Ir a coger moras[1]
Es un paseo que se da
con viejos amigos, al final del verano. Se acerca la vuelta al trabajo. Pocos
días después todo volverá a empezar; así que resulta agradable ese último
garbeo ya con efluvios de septiembre. No es menester invitarse, ni comer
juntos. Basta una llamada, a primera hora de la tarde del domingo.
—¿Os apetece venir a
coger moras?
—¡Hombre,
precisamente os lo íbamos a proponer!
El sitio es siempre
el mismo, a lo largo del camino en la linde del bosque. Las zarzas cada año
están más frondosas e impenetrables. Las hojas tienen ese verde mate, profundo;
los tallos y espinas, esa tonalidad vinosa que se asemeja a los propios colores
del papel vergé con el que se encuadernan libros y cuadernos.
Cada cual va provisto
de una caja de plástico especial para que no se chafen las bayas. Todos
empiezan a coger sin demasiado frenesí, sin demasiada disciplina. Bastarán dos
o tres tarros de confitura, que no tardarán en saborearse en los desayunos de
otoño. Pero el máximo placer es el del sorbete. Un sorbete de moras consumido
la misma noche, un dulzor helado en el que duerme el último sol relleno de
frescor oscuro.
La conversación discurre sobre cualquier cosa.

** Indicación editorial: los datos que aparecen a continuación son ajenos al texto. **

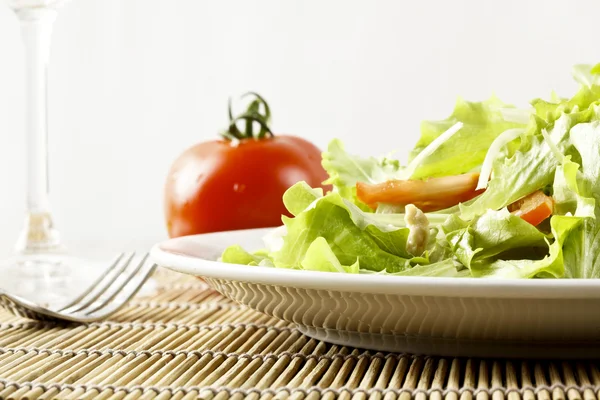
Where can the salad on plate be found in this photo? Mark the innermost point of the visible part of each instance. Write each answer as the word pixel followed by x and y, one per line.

Los críos se ponen serios, evocan su temor o su deseo de que les toque tal o cual profe. Porque el regreso al trabajo gira en torno a ellos, y el camino de las moras tiene un sabor a escuela. La carretera es suave, apenas ondulada: es una carretera hecha para conversar. Entre dos chaparrones, la luz reavivada se presenta aún cálida. Hemos cogido las moras, y con ellas nos hemos llevado el verano. En la pequeña curva de los avellanos, nos deslizamos hacia el otoño.
[1] P. Delerm, El primer trago de cerveza y otros pequeños placeres de la vida, Tusquets («Los 5 sentidos»), Barcelona 1998, pp. 33-34.